I bien lo probó en cierta ocasion.
Era el medio dia de un domingo de verano, i los salones del café de Hévia estaban llenos de jentes que tertuliaban o jugaban al billar. El café de la Nacion habia decaido con el partido pipiolo: uno que otro rezagado se veian en sus mesas, mústios i hablando jeneralmente en secreto.
El gobierno pelucon triunfaba en toda la línea, persiguiendo sin piedad a los vencidos, dispersándolos o encarcelándolos. En el café de Hévia no se oia mas que su elojio, i eran naturalmente sus mas ardientes partidarios los políticos del café.
Entre éstos figuraba como el primero, por su locuacidad i arrogante presencia, un jóven que acababa de volver a Chile, despues de haber derrochado una fortuna en el estranjero, i que pretendia recobrarla al calor del sol que se levantaba. Era un espadachin de primera fuerza, i entre sus muchas aventuras, la que le allegaba mas fama era la de haber dado muerte en duelo a dos hermanos que, pretendiendo vengar el honor de una hermana seducida por él, le habian desafiado, cada uno en distinta ocasion i en paises diferentes. Todos le respetaban o le temian, i el gobierno le trataba como a uno de sus mejores adeptos.
Aquel domingo el brillante seductor jugaba guerra, en una mesa con Alejo i otros, habiendo colgado su frac verde de botones de oro, para lucir una camisa de estopilla ricamente bordada.
Se hablaba mas de política que de los lances del juego, i el seductor tenia la palabra, justificando el destierro de muchos pipiolos notables, sobre todo el del hermano de Mercedes, a quien maldecia cada vez que le nombraba.

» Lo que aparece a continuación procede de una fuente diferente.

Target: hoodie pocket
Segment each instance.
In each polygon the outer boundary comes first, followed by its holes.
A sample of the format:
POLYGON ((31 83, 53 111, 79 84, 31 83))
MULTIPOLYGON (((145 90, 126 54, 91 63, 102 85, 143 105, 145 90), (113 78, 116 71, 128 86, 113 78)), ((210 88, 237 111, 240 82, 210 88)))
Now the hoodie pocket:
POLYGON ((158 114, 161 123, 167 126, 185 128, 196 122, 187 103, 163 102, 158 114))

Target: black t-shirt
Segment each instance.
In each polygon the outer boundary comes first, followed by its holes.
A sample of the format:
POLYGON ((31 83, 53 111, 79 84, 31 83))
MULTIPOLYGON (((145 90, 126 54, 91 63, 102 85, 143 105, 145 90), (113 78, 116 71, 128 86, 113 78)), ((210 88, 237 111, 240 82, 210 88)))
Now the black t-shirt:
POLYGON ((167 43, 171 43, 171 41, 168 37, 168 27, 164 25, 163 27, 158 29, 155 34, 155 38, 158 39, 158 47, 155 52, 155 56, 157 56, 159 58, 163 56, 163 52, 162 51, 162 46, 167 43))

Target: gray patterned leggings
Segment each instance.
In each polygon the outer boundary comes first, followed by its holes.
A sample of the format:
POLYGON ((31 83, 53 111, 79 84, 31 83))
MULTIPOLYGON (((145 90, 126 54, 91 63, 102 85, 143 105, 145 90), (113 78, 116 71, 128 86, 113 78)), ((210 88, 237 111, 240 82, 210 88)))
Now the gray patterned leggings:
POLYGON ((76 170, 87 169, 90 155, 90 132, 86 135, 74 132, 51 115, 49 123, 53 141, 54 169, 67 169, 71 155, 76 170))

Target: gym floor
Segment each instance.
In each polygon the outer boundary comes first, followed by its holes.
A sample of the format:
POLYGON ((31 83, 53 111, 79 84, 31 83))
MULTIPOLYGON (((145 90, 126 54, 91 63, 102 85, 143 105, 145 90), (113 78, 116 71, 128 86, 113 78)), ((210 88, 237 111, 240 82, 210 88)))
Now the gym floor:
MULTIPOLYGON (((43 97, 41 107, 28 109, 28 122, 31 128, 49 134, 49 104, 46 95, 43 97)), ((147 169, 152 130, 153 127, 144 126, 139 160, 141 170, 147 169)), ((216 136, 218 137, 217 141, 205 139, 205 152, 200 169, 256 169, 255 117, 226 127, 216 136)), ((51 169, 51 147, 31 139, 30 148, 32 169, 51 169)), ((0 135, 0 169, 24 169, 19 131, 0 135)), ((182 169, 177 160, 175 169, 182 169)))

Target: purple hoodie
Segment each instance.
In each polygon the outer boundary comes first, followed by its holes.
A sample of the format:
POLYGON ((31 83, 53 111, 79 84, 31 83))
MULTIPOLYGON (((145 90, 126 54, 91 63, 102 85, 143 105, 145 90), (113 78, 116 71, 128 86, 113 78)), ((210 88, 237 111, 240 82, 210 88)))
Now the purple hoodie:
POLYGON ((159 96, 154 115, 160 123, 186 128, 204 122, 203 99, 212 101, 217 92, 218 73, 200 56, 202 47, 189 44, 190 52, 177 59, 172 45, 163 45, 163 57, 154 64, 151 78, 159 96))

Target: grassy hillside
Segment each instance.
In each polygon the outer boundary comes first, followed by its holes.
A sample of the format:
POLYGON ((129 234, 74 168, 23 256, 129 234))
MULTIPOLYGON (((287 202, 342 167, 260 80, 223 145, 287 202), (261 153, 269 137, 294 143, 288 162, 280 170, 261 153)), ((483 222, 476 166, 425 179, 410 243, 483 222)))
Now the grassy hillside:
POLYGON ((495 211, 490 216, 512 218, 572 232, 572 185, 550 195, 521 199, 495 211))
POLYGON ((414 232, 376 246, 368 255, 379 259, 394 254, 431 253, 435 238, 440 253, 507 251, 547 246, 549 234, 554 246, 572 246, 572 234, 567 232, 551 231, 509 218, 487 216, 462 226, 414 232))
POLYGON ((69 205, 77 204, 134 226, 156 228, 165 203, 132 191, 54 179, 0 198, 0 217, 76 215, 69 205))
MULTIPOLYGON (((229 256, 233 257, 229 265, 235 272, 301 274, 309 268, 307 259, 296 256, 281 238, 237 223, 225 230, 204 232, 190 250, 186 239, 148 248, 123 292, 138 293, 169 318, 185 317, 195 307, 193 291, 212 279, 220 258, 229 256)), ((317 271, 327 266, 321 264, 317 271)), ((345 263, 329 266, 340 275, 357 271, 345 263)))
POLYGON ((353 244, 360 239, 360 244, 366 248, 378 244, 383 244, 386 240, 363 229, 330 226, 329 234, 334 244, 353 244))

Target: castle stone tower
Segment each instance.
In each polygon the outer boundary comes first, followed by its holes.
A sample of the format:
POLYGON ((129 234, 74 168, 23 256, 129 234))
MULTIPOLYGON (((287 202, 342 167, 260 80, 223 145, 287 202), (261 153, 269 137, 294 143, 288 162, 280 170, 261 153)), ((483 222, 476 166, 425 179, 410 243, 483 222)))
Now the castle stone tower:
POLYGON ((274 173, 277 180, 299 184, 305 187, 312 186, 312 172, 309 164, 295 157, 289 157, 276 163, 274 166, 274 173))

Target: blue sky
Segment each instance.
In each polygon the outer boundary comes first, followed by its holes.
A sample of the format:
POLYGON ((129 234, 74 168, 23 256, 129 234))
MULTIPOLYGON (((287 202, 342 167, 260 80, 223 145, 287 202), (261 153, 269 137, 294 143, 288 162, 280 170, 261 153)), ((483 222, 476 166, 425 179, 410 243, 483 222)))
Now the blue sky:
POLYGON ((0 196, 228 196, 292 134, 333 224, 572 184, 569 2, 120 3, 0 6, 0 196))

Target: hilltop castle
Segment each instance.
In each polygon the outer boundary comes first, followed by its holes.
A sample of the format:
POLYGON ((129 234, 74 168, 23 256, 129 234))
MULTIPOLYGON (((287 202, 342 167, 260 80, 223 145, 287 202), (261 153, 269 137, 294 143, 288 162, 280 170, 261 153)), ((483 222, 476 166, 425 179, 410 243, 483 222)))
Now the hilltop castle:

Alejo le habia replicado varias veces con moderacion i firmeza, i sus réplicas habian enardecido al novel pelucon, que dando suelta a su lengua, agregó:
—Una cosa buena tenia ese infame gallego, su hermana jemela, a quien le hice el amor algunos dias, i me gustó; para qué lo he de negar.
—¡Un caballero no habla así de una señora! dijo Alejo con serenidad, mirándole de frente.
—¡Pero sí de una mujer! replicó con insolencia el politicastro, al tiempo que Alejo le quebraba la punta de su taco en la cabeza.
El agredido tiró un estileto italiano i se lo perdió en el hombro izquierdo al estudiante, cayendo en el acto derribado i con la cabeza abierta por la masa del taco que éste le descargó con violencia.
Toda la concurrencia del café se agolpó al sitio de la catástrofe, i la atencion jeneral se contrajo al caido, creyéndole muerto.
Alejo salió sin ser sentido, i despues que pasó la primera sorpresa, i se vió que el caido estaba vivo i sin peligro, todos los circunstantes buscaban al estudiante para felicitarle, i no se alzaba una voz que no fuera en su defensa.
Entre tanto, él habia llegado a casa de un su amigo, que tenia la gracia de ser uno de los dos únicos estudiantes de medicina que habia en aquel tiempo, i allí sentado en una silla, medio desnudo, habia recibido la primera curacion de su peligrosa herida, para tomar despues la cama, haciendo decir en su casa que le habia atrapado el contajio de la escarlatina, que hacia poco habia diezmado la poblacion de Santiago.